Advocate Photo by MARK BALLARD -- The Revenue Estimating Conference met in the State Capitol to reflect taxes and fees passed in the recent special session. The REC is made up of, from left to right, Commissioner of Administration Jay Dardenne; House Speaker Taylor Barras, R-New Iberia; Senate President John Alario Jr., R-Westwego; Economist James Richardson, of Baton Rouge.

The state’s operating budget for the fiscal year that begins Friday is balanced for the time being.

By mid-August, however, the state could be short a couple hundred million dollars because lackluster of tax collections. State government also may need to take out a “pay day”-style loan to cover bills until expected revenues arrive.

All this anxiety was voiced during a hearing that led to the approval to use the $371.4 million in taxes and fees raised by legislators during the two most recent legislative sessions. Much the money already is dedicated to specific uses, leaving only $126.2 million available for spending for everyday expenses, the Revenue Estimating Conference ruled Thursday.

The four-member REC must “recognize” the money before state government can add it to the $25.9 billion spending plan for the next year. Gov. John Bel Edwards is expected to sign, within the next day or two, the legislation that authorizes state government to spend the money.

REC Chairman Jim Richardson, an economist who also teaches at LSU, raised the possibility that last year’s budget — the one that ended Thursday — could be about $200 million short once all the revenue is collected. “Revenues have just not come in as they should,” he said.

Greg Albrecht, the Legislature’s chief economist, couldn’t provide much comfort. He said that while taxes were raised, a number of the sales tax increases from earlier in the year were rolled back or changed, plus how some tax breaks were handled were reworked. Just how much money would be collected from this milieu is indeterminable, at least for the time being.

“It was a lengthy list of corrections,” Albrecht said, adding a couple months more are needed to see how the tax collections go.

That’s the uncertainty Richardson was addressing, said Commissioner of Administration Jay Dardenne, the chief budget architect for the Edwards administration.

“There is still money coming in. The question is will it be enough to avoid having a shortfall in the fiscal year that’s ending. If it doesn’t come at the level we’re hoping, we could end up with a deficit,” Dardenne said.

Legally, if Fiscal Year 2016 is short, then those expenses must be paid with the money set aside to provide services for the next 12 months.
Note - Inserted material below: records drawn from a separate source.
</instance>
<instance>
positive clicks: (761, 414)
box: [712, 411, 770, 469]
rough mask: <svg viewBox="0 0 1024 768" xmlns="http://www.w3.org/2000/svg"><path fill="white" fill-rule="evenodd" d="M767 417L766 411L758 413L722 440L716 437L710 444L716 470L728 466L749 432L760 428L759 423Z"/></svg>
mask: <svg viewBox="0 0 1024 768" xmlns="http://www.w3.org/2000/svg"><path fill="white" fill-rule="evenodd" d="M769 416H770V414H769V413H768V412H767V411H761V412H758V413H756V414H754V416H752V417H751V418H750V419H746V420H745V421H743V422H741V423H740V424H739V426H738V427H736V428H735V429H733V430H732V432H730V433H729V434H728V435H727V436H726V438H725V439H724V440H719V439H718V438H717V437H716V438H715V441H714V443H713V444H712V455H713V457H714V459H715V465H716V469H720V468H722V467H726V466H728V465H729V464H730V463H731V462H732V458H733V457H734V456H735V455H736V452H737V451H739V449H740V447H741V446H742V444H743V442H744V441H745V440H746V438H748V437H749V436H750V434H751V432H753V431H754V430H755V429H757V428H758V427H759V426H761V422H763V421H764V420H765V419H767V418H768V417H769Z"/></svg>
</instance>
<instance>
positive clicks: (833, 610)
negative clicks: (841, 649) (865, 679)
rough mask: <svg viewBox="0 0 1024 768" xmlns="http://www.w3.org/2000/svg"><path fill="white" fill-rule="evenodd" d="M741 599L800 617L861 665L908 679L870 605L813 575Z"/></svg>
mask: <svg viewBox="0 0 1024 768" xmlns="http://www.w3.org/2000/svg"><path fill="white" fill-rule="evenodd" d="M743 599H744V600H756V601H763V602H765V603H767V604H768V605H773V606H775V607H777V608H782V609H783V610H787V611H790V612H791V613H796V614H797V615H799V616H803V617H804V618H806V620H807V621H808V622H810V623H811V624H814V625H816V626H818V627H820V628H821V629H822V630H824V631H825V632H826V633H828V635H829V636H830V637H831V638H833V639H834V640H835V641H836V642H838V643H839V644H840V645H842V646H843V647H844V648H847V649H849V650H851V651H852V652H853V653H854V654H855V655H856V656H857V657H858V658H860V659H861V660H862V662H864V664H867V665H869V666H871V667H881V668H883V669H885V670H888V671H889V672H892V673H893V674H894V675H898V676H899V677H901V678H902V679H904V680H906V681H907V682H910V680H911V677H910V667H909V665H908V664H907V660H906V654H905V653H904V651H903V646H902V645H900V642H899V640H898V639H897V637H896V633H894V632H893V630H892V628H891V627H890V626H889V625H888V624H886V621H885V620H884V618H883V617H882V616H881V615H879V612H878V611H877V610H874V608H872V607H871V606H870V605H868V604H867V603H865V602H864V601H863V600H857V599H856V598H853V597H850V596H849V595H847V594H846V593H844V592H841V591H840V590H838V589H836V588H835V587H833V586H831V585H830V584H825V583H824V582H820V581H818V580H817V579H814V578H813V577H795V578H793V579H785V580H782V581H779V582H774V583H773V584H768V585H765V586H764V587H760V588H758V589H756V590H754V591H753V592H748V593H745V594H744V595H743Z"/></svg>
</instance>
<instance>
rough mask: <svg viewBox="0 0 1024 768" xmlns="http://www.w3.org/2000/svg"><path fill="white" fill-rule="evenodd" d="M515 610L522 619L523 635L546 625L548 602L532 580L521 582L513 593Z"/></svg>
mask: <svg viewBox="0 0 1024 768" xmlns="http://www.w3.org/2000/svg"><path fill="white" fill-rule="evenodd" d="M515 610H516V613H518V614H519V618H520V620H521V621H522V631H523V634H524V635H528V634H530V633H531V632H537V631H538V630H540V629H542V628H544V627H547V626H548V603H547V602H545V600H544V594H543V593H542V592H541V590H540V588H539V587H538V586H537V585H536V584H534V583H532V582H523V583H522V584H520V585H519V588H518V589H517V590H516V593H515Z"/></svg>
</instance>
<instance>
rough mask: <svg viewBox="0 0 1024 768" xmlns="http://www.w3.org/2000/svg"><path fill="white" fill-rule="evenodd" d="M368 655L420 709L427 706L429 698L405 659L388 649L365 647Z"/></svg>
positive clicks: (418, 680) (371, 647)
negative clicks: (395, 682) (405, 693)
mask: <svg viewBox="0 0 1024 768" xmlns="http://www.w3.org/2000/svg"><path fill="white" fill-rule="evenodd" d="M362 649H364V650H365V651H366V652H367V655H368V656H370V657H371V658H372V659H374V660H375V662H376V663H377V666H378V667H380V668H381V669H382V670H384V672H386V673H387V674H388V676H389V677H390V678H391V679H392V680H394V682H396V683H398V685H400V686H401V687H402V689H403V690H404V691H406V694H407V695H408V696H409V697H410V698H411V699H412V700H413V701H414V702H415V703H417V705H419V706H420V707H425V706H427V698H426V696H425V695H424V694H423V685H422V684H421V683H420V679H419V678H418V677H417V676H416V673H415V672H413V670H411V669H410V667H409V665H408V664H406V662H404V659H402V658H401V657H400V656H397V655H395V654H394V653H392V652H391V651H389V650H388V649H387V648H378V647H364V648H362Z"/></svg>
Another separate issue is the possibility that state government will have to take out a short-term loan in a few months to cover bills as they become due.

Agencies whose money doesn’t arrive until later in the year routinely borrow from funds whose money from fees and other sources are received earlier. The agency must repay the loan by the end of the fiscal year. It’s called interfund borrowing.

But those reserve funds are so depleted that interfund borrowing as a source of ready cash is all but tapped out. The administration is concerned about having enough cash on hand to pay bills when they become due.

This time last year the amount available was down about $151 million. Now, it’s $1.5 billion off.

“That’s a whole different story,” said Ron Henson, first assistant state treasurer. “That’s an awful lot of ground that has to be made up. We are concerned about it.”

Dardenne said the state’s low credit rating would keep the administration from selling bonds on the open market — the most common and cheapest way for government to raise money. Instead, government would likely take out a short-term conventional bank loan to cover the bills. But the loan would be repaid as soon as the revenues arrive.

“It sounds like a ‘payday loan’, doesn’t it? It’s short term, we know the money is coming. It’s unfortunate but we really don’t have any other choice,” Dardenne said, adding that the size of the loan and when it would become necessary is dependent on many factors that will change in the coming weeks.

Because legislators approved about half of what Edwards said would be needed to fully fund government services, the state budget that goes into effect Friday will include less money, therefore a reduction in services, for K-12 schools, LSU’s medical schools in New Orleans and Shreveport, state museums, prisons, the governor’s office, the Legislature, the judiciary, schools for the deaf and visually impaired, the attorney general’s office and dozens of other programs.

The Legislature raised enough to fund only 70 percent of the popular Taylor Opportunity Program for Students during the coming school year. The 70 percent TOPS funding will force each LSU student who gets the aid to pay about $2,100 in tuition next year to make up the difference.